A New Data-Mining Based Approach for Network Intrusion Detection

Abstract

Nowadays, as information systems are more open to the Internet, the importance of secure networks is tremendously increased. New intelligent Intrusion Detection Systems (IDSs) which are based on sophisticated algorithms rather than current signature-base detections are in demand. In this paper, we propose a new data-mining based technique for intrusion detection using an ensemble of binary classifiers with feature selection and multiboosting simultaneously. Our model employs feature selection so that the binary classifier for each type of attack can be more accurate, which improves the detection of attacks that occur less frequently in the training data.
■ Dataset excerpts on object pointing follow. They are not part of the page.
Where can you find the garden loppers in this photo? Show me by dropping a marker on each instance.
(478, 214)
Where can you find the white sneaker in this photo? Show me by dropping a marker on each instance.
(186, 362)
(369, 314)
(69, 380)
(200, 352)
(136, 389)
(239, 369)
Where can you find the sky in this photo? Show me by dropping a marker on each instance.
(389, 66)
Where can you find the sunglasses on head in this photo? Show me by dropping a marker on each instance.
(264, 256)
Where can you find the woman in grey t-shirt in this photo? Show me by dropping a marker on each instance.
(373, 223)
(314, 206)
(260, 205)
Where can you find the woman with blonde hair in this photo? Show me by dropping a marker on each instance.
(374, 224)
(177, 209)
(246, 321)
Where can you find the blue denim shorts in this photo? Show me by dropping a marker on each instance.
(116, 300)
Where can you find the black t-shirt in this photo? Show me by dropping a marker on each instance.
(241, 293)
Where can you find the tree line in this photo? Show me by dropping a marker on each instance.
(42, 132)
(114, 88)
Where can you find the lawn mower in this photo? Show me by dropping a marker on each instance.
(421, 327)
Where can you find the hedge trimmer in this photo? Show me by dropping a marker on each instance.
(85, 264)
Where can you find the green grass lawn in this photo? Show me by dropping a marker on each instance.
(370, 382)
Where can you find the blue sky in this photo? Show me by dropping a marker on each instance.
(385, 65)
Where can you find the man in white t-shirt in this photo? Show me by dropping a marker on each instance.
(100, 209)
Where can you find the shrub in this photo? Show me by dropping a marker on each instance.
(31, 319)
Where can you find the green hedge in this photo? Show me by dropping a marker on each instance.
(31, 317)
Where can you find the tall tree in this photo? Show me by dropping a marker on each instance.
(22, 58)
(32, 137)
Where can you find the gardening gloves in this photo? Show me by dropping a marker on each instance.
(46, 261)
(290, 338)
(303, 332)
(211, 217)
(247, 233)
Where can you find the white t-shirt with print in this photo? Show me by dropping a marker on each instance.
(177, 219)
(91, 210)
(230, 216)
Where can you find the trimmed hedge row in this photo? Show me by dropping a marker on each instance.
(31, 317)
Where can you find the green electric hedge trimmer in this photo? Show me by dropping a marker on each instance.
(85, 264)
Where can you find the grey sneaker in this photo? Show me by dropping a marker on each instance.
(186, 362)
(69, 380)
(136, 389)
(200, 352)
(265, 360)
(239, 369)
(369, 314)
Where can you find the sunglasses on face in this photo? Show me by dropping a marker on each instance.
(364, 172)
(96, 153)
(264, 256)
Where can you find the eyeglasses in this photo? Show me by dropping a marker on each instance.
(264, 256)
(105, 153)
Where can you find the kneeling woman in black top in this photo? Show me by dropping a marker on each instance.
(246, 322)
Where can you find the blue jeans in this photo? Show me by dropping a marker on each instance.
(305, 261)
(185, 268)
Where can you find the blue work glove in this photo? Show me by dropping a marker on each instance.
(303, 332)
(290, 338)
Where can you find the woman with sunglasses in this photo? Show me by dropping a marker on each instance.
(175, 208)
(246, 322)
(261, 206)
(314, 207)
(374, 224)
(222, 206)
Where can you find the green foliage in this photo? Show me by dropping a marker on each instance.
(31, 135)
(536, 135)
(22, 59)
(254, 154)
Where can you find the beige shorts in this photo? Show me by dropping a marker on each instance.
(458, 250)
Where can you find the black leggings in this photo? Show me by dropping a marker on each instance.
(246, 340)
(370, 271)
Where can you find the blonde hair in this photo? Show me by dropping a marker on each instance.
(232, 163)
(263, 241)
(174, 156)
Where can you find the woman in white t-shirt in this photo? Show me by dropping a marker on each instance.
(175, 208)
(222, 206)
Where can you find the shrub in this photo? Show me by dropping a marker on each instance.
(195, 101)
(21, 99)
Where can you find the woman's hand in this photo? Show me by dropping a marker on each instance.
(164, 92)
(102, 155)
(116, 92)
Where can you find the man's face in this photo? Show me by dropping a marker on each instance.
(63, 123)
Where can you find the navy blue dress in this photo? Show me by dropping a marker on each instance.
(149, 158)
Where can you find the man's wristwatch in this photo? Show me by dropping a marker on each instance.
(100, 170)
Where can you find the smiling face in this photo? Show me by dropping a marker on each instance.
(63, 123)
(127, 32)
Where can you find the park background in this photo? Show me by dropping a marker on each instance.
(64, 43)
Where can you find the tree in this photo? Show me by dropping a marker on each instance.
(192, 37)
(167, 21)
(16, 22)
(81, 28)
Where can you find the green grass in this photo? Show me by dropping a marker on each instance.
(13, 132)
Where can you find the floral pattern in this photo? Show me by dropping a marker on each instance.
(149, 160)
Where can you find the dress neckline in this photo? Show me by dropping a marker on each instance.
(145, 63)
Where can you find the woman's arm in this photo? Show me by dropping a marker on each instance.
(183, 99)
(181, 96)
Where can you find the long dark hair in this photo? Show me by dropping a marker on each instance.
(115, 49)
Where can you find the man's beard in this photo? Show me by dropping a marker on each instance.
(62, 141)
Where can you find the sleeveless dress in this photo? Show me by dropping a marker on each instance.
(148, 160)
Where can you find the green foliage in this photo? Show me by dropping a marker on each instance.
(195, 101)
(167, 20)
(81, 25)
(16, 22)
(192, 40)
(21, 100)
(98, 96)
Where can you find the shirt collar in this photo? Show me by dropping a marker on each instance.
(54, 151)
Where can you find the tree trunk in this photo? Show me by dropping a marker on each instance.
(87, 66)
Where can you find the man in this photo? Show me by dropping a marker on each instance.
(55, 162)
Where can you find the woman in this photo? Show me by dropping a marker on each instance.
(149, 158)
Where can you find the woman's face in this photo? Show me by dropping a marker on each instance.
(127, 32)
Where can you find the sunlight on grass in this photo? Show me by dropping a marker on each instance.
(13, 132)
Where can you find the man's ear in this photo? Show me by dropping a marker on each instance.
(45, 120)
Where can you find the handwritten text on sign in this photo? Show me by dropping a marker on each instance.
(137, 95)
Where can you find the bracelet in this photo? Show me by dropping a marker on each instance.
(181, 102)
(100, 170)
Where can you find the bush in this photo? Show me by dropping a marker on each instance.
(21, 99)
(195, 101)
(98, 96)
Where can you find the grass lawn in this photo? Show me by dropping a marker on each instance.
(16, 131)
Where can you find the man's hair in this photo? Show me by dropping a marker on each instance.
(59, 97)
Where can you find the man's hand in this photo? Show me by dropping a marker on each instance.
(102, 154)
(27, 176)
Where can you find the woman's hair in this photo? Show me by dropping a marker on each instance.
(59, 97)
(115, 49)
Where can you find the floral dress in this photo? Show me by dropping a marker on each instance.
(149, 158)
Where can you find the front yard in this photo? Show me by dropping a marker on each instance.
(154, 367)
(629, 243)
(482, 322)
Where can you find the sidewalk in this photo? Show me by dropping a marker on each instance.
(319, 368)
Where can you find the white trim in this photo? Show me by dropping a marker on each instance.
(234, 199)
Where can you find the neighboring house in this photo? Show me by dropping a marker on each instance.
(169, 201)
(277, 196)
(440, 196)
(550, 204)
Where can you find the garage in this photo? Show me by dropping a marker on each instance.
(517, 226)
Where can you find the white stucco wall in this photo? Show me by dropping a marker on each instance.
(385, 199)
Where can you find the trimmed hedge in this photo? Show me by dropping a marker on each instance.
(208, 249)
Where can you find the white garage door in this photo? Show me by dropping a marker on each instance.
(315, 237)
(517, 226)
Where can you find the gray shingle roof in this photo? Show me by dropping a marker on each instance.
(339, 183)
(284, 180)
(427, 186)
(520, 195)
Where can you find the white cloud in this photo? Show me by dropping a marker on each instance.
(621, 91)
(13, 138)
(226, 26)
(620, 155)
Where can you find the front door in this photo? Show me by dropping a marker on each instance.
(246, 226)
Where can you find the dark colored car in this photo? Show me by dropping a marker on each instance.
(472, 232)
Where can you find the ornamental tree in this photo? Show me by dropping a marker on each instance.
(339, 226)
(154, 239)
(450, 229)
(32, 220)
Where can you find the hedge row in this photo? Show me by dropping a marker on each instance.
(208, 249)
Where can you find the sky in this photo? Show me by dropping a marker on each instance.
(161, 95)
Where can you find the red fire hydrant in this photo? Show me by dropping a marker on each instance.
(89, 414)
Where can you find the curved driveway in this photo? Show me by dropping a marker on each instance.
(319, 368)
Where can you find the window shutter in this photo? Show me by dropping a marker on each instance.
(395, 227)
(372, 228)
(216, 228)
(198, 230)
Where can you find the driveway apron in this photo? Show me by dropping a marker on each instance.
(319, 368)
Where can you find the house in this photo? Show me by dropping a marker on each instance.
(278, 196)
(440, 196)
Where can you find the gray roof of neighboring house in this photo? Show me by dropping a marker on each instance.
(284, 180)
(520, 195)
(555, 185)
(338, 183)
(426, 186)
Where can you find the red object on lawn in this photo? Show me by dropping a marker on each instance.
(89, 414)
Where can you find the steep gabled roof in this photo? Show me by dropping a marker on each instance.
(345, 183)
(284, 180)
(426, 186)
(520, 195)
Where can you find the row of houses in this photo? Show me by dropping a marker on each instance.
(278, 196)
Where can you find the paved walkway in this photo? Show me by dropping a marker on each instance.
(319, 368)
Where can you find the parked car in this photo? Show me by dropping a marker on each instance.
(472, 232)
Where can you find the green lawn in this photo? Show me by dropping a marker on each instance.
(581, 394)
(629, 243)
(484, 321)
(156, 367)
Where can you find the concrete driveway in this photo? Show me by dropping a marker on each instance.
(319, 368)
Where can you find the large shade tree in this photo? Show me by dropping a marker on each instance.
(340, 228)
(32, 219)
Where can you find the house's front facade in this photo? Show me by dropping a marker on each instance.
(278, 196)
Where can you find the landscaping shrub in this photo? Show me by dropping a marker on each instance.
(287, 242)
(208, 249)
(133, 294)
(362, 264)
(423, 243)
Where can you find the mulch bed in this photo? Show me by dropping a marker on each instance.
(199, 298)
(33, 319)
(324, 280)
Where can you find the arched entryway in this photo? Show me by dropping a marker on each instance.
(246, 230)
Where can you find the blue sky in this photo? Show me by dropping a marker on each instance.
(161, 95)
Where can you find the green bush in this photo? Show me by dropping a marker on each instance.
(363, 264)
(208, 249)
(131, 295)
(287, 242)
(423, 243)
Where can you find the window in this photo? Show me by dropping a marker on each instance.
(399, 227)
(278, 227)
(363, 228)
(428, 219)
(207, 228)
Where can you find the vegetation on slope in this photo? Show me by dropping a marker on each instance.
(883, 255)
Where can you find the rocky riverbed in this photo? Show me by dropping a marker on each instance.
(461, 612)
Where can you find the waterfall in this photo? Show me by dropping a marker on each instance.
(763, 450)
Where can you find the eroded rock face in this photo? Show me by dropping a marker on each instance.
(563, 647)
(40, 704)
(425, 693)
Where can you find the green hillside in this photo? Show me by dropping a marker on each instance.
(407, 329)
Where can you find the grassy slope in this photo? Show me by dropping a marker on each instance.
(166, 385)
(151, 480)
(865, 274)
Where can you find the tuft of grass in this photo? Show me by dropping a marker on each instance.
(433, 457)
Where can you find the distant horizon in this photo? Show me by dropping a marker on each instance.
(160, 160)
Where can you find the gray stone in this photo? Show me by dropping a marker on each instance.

Based on the accurate binary classifiers, our model applies a new ensemble approach which aggregates each binary classifier’s decisions for the same input and decides which class is most suitable for a given input. During this process, the potential bias of certain binary classifier could be alleviated by other binary classifiers’ decision. Our model also makes use of multiboosting for reducing both variance and bias. The experimental results show that our approach provides better performance in terms of accuracy and cost than the winner entry of the ‘Knowledge Development and Data mining’ (KDD) ’99 cup challenge. Future works will extend our analysis to a new ‘Protected Repository for the Defense of Infrastructure against Cyber Threats’ (PREDICT) dataset as well as real network data.